京都で、鈴村英理子さん率いるダンスカンパニーチチカカコの第一回公演『ともしび』。
「チチカカコ」は、乳飲み子を抱えたお母さんたちが始めたダンスカンパニーです。
蒸し暑い京都の街をくぐり抜けて、会場の京都芸術センターに辿り着きました。
しかし、4〜5歳の幼な子たち、小学生たち、母親たちが、舞台の上に現れ、ドラムの生演奏と共に公演が始まるやいなや、一気に、観てゐるわたしのいのちが甦つて来ます。
舞台の上で、幼い子どもたちから、遊びといふものの本質、遊びの遊びたるところが、顕れて来るのです。
踊らされてゐるのではなく、子どもたちの足元から、舞台の床から、大地から、「動きたい」「踊りたい」「遊びたい」、欲する力が沸き上がつて来るその瞬間。
その日が、三連続公演の最後だつたこともあつてか、幼な子も疲れてゐて当然、当たり前のやうに舞台の上で、動かなくなつたり、ふてくされてしまふ子もゐます。
しかし、見事にダンスとして造形された母親たちの動きの中で、母の背におんぶされ、腕に抱かれ、胸と胸を合はせ、あるとき、まるで、曇り空からお陽さまの光が差し込んできた時のやうに、元気一杯の遊びの精神が、喜びの微笑みが、再び、その子の全身に甦る。
それは、日常の中で、幼い子どもたちの様子として、よく見ることのできる光景ですが、その意図せぬあるがままの幼い子どものありやうが、見事に設へられた芸術の中で、浮き彫りにされたのです。
「芸術とは、高められた自然である」といふことを、目の当たりにした時、観てゐるわたしのこころが、なぜか激しく脈打ち始め、涙が溢れ出て来たのでした。
そして、母親の方々、おひとりおひとりの顔の表情、瞳の輝き、腕の動きが、とても美しく輝いてゐます。
母であること、女であることのふくよかさ、美しさと共に、おのおのひとりの人であることの輝き。
ダンスといふ芸術が引き出す愛のオーラの中で、幼な子たちと共に創り出す母なるものの精神をありありと観た稀有なる一時間でした。

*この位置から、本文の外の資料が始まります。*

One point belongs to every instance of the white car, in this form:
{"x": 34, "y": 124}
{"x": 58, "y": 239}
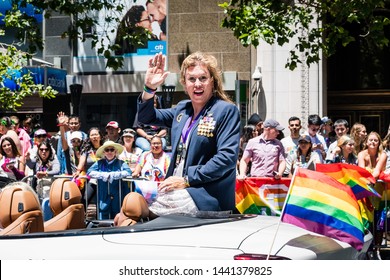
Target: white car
{"x": 211, "y": 236}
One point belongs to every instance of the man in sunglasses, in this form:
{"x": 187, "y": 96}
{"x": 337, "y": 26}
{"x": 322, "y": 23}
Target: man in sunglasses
{"x": 314, "y": 123}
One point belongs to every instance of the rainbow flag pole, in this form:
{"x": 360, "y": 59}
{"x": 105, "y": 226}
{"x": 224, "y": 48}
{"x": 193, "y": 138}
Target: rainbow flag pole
{"x": 321, "y": 204}
{"x": 280, "y": 220}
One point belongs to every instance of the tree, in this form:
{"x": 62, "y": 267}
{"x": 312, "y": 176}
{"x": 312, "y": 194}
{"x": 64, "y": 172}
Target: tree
{"x": 318, "y": 25}
{"x": 26, "y": 31}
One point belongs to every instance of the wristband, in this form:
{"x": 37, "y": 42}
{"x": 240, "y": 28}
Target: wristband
{"x": 186, "y": 181}
{"x": 149, "y": 90}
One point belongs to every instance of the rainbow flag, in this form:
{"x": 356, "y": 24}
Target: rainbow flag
{"x": 321, "y": 204}
{"x": 261, "y": 195}
{"x": 359, "y": 179}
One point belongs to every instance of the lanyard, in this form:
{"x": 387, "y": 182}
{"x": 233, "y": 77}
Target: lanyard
{"x": 188, "y": 127}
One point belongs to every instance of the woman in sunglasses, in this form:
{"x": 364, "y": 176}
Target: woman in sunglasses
{"x": 44, "y": 165}
{"x": 108, "y": 171}
{"x": 130, "y": 153}
{"x": 12, "y": 163}
{"x": 153, "y": 164}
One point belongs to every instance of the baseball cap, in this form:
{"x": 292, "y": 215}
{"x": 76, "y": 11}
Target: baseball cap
{"x": 40, "y": 132}
{"x": 113, "y": 124}
{"x": 128, "y": 132}
{"x": 326, "y": 120}
{"x": 76, "y": 135}
{"x": 304, "y": 138}
{"x": 272, "y": 124}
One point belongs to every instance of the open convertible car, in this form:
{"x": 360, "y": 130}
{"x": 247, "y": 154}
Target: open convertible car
{"x": 210, "y": 235}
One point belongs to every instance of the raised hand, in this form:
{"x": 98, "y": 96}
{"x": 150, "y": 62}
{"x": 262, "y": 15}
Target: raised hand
{"x": 156, "y": 75}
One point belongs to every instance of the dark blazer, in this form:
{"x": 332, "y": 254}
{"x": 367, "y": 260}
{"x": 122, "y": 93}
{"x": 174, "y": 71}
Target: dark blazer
{"x": 211, "y": 159}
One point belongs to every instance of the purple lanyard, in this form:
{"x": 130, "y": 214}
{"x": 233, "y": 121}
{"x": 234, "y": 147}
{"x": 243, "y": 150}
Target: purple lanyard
{"x": 188, "y": 127}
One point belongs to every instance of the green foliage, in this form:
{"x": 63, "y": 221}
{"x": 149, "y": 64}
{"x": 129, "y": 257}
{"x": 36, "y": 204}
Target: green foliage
{"x": 14, "y": 60}
{"x": 316, "y": 27}
{"x": 26, "y": 31}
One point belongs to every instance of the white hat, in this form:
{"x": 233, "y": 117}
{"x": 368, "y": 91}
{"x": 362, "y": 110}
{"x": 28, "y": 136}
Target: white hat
{"x": 109, "y": 143}
{"x": 76, "y": 135}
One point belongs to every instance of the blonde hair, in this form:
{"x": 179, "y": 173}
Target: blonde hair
{"x": 211, "y": 63}
{"x": 344, "y": 140}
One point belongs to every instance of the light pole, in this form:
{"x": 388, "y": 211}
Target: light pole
{"x": 75, "y": 97}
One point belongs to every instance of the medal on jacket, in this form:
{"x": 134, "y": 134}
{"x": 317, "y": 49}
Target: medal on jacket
{"x": 206, "y": 126}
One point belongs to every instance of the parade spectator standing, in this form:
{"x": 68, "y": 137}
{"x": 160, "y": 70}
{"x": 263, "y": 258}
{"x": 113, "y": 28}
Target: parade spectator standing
{"x": 359, "y": 135}
{"x": 374, "y": 159}
{"x": 6, "y": 130}
{"x": 146, "y": 132}
{"x": 318, "y": 141}
{"x": 153, "y": 164}
{"x": 302, "y": 157}
{"x": 108, "y": 170}
{"x": 257, "y": 121}
{"x": 341, "y": 127}
{"x": 345, "y": 151}
{"x": 67, "y": 126}
{"x": 290, "y": 143}
{"x": 265, "y": 152}
{"x": 24, "y": 138}
{"x": 12, "y": 163}
{"x": 88, "y": 157}
{"x": 113, "y": 131}
{"x": 44, "y": 164}
{"x": 326, "y": 130}
{"x": 130, "y": 153}
{"x": 205, "y": 140}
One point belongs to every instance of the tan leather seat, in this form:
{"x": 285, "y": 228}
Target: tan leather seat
{"x": 65, "y": 203}
{"x": 20, "y": 212}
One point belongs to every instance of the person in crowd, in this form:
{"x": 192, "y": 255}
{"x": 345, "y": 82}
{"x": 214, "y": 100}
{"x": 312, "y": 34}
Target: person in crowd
{"x": 265, "y": 152}
{"x": 135, "y": 21}
{"x": 6, "y": 130}
{"x": 248, "y": 132}
{"x": 386, "y": 148}
{"x": 28, "y": 126}
{"x": 12, "y": 163}
{"x": 113, "y": 131}
{"x": 205, "y": 140}
{"x": 88, "y": 157}
{"x": 157, "y": 10}
{"x": 314, "y": 123}
{"x": 302, "y": 157}
{"x": 146, "y": 132}
{"x": 67, "y": 126}
{"x": 108, "y": 171}
{"x": 341, "y": 128}
{"x": 71, "y": 149}
{"x": 290, "y": 143}
{"x": 44, "y": 165}
{"x": 345, "y": 151}
{"x": 359, "y": 135}
{"x": 153, "y": 164}
{"x": 257, "y": 121}
{"x": 326, "y": 130}
{"x": 130, "y": 153}
{"x": 374, "y": 159}
{"x": 24, "y": 138}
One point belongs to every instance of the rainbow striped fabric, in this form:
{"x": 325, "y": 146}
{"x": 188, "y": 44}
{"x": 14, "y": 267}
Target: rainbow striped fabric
{"x": 261, "y": 195}
{"x": 359, "y": 179}
{"x": 321, "y": 204}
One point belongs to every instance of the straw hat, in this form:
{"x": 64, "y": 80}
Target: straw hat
{"x": 109, "y": 143}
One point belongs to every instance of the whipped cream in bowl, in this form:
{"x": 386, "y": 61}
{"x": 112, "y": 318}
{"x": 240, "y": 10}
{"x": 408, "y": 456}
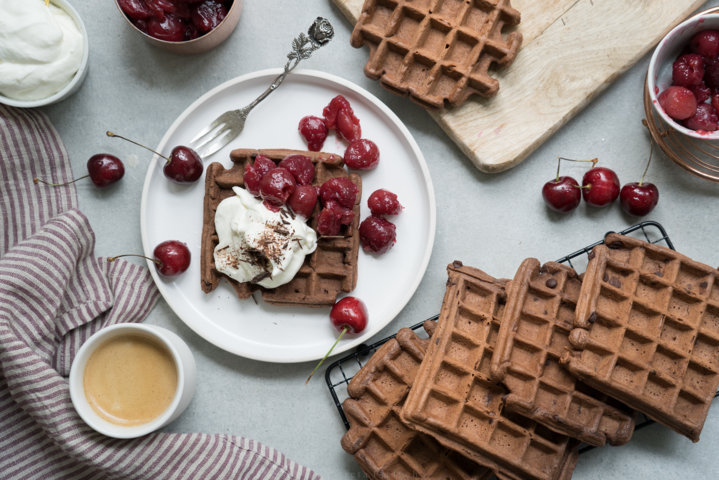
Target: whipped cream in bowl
{"x": 259, "y": 245}
{"x": 43, "y": 52}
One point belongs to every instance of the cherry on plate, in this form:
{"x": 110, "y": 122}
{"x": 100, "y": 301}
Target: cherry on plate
{"x": 361, "y": 154}
{"x": 377, "y": 234}
{"x": 383, "y": 202}
{"x": 314, "y": 131}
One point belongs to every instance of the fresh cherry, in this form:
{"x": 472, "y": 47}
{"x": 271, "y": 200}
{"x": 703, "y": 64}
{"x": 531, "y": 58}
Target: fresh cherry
{"x": 705, "y": 43}
{"x": 562, "y": 194}
{"x": 640, "y": 198}
{"x": 303, "y": 200}
{"x": 383, "y": 202}
{"x": 340, "y": 189}
{"x": 688, "y": 70}
{"x": 361, "y": 154}
{"x": 340, "y": 116}
{"x": 103, "y": 170}
{"x": 171, "y": 257}
{"x": 208, "y": 15}
{"x": 277, "y": 185}
{"x": 704, "y": 119}
{"x": 255, "y": 171}
{"x": 332, "y": 217}
{"x": 377, "y": 234}
{"x": 301, "y": 167}
{"x": 183, "y": 166}
{"x": 678, "y": 102}
{"x": 600, "y": 186}
{"x": 174, "y": 257}
{"x": 348, "y": 315}
{"x": 314, "y": 131}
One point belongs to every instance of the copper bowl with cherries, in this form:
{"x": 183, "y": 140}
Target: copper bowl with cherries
{"x": 182, "y": 26}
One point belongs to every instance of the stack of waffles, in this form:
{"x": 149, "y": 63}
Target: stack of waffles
{"x": 330, "y": 270}
{"x": 518, "y": 373}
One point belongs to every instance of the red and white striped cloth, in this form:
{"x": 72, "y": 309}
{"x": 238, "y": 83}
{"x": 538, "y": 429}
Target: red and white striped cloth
{"x": 53, "y": 295}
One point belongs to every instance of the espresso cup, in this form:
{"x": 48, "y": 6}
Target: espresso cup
{"x": 130, "y": 379}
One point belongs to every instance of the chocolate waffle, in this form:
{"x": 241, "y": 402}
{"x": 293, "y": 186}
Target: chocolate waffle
{"x": 647, "y": 331}
{"x": 328, "y": 271}
{"x": 383, "y": 446}
{"x": 533, "y": 336}
{"x": 454, "y": 399}
{"x": 437, "y": 51}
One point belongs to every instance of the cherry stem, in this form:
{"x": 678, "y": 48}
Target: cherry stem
{"x": 651, "y": 150}
{"x": 156, "y": 261}
{"x": 111, "y": 134}
{"x": 40, "y": 180}
{"x": 344, "y": 330}
{"x": 559, "y": 161}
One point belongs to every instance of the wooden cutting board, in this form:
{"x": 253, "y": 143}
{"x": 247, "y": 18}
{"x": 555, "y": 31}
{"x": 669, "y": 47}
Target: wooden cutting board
{"x": 572, "y": 50}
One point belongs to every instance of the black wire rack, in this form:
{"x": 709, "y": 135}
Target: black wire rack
{"x": 339, "y": 373}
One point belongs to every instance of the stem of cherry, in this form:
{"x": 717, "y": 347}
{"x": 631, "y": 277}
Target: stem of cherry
{"x": 344, "y": 330}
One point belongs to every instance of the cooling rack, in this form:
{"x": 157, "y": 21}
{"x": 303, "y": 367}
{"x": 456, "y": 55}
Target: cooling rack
{"x": 339, "y": 373}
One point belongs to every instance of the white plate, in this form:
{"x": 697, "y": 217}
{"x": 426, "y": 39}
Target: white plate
{"x": 385, "y": 283}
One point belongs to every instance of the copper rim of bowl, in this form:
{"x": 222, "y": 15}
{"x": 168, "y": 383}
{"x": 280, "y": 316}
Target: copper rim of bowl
{"x": 200, "y": 44}
{"x": 671, "y": 45}
{"x": 76, "y": 80}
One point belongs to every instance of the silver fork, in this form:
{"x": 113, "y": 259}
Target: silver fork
{"x": 229, "y": 125}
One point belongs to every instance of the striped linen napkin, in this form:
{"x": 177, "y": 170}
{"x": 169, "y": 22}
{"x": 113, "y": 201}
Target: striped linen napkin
{"x": 54, "y": 294}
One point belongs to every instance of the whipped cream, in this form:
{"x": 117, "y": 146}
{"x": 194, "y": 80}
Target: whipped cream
{"x": 258, "y": 245}
{"x": 41, "y": 49}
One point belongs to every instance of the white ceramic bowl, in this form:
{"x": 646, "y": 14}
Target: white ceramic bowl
{"x": 659, "y": 76}
{"x": 201, "y": 44}
{"x": 76, "y": 81}
{"x": 186, "y": 379}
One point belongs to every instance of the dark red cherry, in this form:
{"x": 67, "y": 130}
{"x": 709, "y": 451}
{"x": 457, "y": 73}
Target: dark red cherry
{"x": 171, "y": 28}
{"x": 303, "y": 200}
{"x": 349, "y": 313}
{"x": 135, "y": 9}
{"x": 105, "y": 169}
{"x": 277, "y": 185}
{"x": 184, "y": 165}
{"x": 383, "y": 202}
{"x": 377, "y": 234}
{"x": 301, "y": 167}
{"x": 638, "y": 198}
{"x": 600, "y": 186}
{"x": 174, "y": 257}
{"x": 314, "y": 131}
{"x": 562, "y": 194}
{"x": 361, "y": 154}
{"x": 208, "y": 15}
{"x": 340, "y": 189}
{"x": 255, "y": 171}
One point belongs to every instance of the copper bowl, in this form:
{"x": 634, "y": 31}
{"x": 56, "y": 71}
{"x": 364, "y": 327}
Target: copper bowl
{"x": 201, "y": 44}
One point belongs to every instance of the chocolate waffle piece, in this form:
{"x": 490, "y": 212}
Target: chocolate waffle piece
{"x": 328, "y": 271}
{"x": 533, "y": 336}
{"x": 454, "y": 399}
{"x": 382, "y": 445}
{"x": 437, "y": 51}
{"x": 647, "y": 331}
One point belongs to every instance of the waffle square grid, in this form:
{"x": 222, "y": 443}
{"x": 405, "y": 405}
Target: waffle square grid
{"x": 648, "y": 331}
{"x": 437, "y": 51}
{"x": 534, "y": 334}
{"x": 328, "y": 271}
{"x": 455, "y": 400}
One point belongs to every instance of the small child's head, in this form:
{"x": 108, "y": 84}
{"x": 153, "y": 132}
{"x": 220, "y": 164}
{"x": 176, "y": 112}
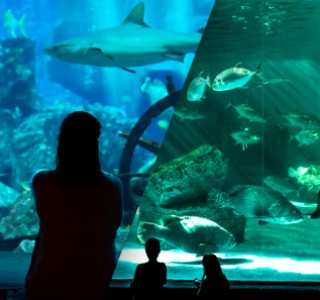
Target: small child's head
{"x": 152, "y": 247}
{"x": 211, "y": 263}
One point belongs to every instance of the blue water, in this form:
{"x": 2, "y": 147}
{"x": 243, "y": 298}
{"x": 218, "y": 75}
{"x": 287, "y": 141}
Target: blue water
{"x": 40, "y": 90}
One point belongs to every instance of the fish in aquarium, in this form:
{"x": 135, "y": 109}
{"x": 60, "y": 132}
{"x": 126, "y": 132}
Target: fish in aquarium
{"x": 307, "y": 176}
{"x": 236, "y": 77}
{"x": 306, "y": 137}
{"x": 191, "y": 234}
{"x": 198, "y": 87}
{"x": 155, "y": 88}
{"x": 14, "y": 25}
{"x": 245, "y": 138}
{"x": 188, "y": 114}
{"x": 280, "y": 184}
{"x": 300, "y": 119}
{"x": 131, "y": 44}
{"x": 264, "y": 204}
{"x": 247, "y": 112}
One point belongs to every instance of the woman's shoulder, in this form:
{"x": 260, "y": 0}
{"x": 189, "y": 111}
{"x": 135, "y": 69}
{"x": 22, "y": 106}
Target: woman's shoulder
{"x": 112, "y": 178}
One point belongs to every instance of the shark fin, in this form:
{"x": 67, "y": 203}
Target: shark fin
{"x": 111, "y": 58}
{"x": 136, "y": 15}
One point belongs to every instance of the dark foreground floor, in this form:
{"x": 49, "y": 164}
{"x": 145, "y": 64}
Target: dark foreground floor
{"x": 185, "y": 290}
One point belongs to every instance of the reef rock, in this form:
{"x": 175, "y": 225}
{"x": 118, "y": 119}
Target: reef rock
{"x": 183, "y": 190}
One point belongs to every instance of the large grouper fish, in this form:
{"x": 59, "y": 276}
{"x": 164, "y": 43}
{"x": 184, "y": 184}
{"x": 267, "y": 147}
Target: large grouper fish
{"x": 190, "y": 234}
{"x": 264, "y": 204}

また、HIDE さんによるドラムとパーカッション演奏。躍動に満ちつつ、繊細な、女性的でありつつ、深く太い男性性をもつ演奏。
その演奏が、この、母と子によつて生まれた新しい芸術を、舞台の上にすつくと立ち上がらせ、律動させ、時に鼓舞し、時に制御し、まるごとにいのちを吹き込んでゐたのです。
夏のはじめのひととき、この美しい、あまりに美しい公演を創り上げてくれた、幼な子たちとお母さんたち、スタッフの方々に、こころから感謝。
そして、このダンスカンパニーを率いてゐる英理子さんがもつてゐる精神に、脱帽なのです。
ありがたうございました。
京の夏のはじまりの一日(ひとひ)の出来事。忘れては想ひ起こし、忘れては想ひ起こす、そんな夢の中の星の輝きのやうな時間になるだらうなあ・・・。
その時は過ぎ去つて行つても、舞台芸術の魔法は、静かに、こころの奥底に流れ続けます。